Decadent Technologies

4 June 2012

Monday


In several previous posts I have discussed how novel technologies will often display a sigmoid growth curve, starting with a gradual development, suddenly experiencing an exponential increase in complexity, sophistication, and efficacy, followed by a long plateau of little or no development after that technology has achieved maturity. The posts in which I described this development include:

The Law of Stalled Technologies

More on Stalled Technologies

Blindsided by History

Technological Succession

In Blindsided by History I wrote:

“Present technologies will stall, and they will eventually be superseded by unpredicted and unpredictable technologies that will emerge to surpass them. Those who remain fixated on existing technologies will be blindsided by the new technologies, and indeed may simply fail to recognize new technologies for what they are when they do in fact appear.”

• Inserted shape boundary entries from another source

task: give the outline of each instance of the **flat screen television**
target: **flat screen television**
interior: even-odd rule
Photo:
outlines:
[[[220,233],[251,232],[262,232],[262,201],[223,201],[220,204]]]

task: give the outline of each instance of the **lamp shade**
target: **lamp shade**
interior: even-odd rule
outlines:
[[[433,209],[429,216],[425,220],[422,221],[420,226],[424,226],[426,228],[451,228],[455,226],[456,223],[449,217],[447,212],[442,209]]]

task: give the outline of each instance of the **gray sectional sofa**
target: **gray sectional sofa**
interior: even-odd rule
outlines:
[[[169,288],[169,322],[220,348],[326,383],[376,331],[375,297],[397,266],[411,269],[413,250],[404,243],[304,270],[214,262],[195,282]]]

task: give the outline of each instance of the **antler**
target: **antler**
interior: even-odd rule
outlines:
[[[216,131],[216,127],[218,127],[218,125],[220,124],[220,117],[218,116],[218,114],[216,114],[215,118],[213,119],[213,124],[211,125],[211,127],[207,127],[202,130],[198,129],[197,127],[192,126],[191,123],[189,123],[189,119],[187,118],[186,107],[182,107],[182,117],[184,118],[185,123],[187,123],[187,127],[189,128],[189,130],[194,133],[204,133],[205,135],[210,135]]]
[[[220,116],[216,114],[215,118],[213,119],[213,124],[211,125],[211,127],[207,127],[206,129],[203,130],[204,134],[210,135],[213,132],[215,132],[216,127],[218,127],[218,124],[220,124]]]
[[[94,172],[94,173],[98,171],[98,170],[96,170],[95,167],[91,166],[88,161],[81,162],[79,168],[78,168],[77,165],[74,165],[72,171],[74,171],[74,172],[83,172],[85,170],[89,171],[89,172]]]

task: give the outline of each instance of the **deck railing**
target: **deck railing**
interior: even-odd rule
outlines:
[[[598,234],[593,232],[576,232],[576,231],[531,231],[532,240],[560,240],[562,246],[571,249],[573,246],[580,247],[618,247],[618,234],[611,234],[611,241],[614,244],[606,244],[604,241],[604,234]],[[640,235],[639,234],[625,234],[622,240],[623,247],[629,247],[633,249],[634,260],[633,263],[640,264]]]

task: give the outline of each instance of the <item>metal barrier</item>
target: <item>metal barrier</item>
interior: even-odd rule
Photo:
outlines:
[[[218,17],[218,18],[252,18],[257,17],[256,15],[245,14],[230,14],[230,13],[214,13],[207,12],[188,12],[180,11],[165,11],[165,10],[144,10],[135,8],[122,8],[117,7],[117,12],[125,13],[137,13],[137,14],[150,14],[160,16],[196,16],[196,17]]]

The phenomena of one technology superseding another results in Technological Succession. In my post on technological succession I wrote the following:

The overtaking of a stalled technology that remains at a given plateau by another technology that fulfills a similar need (although by way of a distinct method) is an extension of a society with stable institutions that was able to bring to fruition a mature technology. With a mature technology in place, and stable economic and social institutions built upon this technology, there emerges an incentive to continue or to expand these institutions to a greater extent, at a cheaper cost, more efficiently, more effectively, and with less effort. This attempt to do previous technology one better is, in turn, a spur to social changes that will call forth further innovations. It could be argued that the Industrial Revolution emerged from just such an escalation of social and technology coevolution.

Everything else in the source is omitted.